Sábado de la XXXIII Semana Ordinaria

Apoc 11, 4-12

En las páginas del Apocalipsis hay fragmentos sumamente obscuros, de muy difícil interpretación.  Hoy hemos escuchado uno de ellos; nos preguntamos ¿quiénes son estos  «dos testigos… los dos olivos y los dos candelabros»?  Se trata desde luego de una «cita» de Zacarías (4, 2.14) que representaba a Josué y a Zorobabel, el poder espiritual y el temporal en su tiempo.  Pero aquí las interpretaciones son variadas, unos miran a Moisés, es decir la Ley, y a Elías, es decir, los profetas, y ciertamente aparecen rasgos de ellos, los dos testigos de la Transfiguración; otros ven nada menos que a los apóstoles Pedro y Pablo, muertos en la persecución de Nerón.

Es también clara, en medio de esa obscuridad, la visión pascual: los testigos sufren persecución, humillaciones, muerte, pero vence el «espíritu de vida» y serán glorificados.

Si verdaderamente queremos ser testigos de Cristo crucificado, escándalo para unos, locura para otros, deberemos soportar persecuciones en una u otra forma, pero lo haremos siempre en la esperanza de compartir la vida nueva del Señor resucitado.

Lc 20, 27-40

En el término de la gran subida a Jerusalén, nos dice nuestro guía, el evangelista Lucas: Jesús «estaba enseñando todos los días en el templo».  En este marco de Lucas, Jesús recibe una serie de impugnaciones y objeciones.  Las autoridades, pontífices, ancianos y escribas, lo interrogan: «¿con qué autoridad haces esto?», luego le preguntan sobre la licitud del tributo al Cesar, por fin, viene el caso propuesto por los saduceos; éstos son de la clase sacerdotal, fundamentalista y que, efectivamente, negaban la resurrección, y hasta la inmortalidad del alma y la existencia de espíritus en general.
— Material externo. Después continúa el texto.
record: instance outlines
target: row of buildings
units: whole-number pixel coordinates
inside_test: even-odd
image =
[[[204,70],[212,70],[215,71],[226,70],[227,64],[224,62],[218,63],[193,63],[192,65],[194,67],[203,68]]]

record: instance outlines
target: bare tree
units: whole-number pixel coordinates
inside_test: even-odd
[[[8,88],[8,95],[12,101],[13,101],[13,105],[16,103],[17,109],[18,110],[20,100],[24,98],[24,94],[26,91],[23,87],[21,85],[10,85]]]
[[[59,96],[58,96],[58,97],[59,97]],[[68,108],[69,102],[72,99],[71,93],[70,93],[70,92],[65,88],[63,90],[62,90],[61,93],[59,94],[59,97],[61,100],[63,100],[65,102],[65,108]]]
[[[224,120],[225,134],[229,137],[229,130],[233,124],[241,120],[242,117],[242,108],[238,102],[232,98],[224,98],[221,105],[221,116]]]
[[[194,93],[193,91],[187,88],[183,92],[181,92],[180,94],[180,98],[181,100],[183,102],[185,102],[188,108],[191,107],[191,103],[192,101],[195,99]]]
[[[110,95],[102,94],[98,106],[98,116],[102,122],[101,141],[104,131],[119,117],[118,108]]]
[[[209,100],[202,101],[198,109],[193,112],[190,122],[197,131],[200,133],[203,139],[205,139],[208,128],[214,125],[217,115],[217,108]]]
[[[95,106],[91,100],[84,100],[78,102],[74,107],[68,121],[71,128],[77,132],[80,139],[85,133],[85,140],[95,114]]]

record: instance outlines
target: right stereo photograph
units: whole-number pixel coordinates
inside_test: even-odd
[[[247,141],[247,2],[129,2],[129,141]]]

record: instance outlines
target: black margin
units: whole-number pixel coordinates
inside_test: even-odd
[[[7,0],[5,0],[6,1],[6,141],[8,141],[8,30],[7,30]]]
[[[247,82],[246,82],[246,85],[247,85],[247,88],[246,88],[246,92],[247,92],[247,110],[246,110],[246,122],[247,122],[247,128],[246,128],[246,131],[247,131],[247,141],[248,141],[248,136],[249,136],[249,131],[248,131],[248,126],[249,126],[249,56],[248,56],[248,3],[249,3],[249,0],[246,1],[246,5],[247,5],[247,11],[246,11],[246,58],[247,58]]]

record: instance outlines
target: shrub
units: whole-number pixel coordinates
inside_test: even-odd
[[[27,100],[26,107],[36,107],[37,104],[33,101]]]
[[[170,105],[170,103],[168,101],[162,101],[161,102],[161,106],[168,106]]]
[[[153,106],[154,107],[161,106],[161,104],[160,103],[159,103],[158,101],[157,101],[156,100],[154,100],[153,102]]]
Su objeción se funda en un «caso» extremo, muy improbable: «¿de cuál (de los maridos) será esposa la mujer, pues los siete estuvieron casados con ella?»

Jesús, como ya lo escuchamos en Marcos (12, 18-27), da dos respuestas.  Una, están ustedes juzgando con criterios humanos y terrenos lo que ya no lo es.

Y la otra respuesta se basa en un texto de la Escritura; la conclusión es: «Dios no es Dios de muertos, sino de vivos, pues para El todos viven».

Vivamos ya desde ahora la vida eterna que nos comunica, sobre todo en la Eucaristía, el Señor resucitado.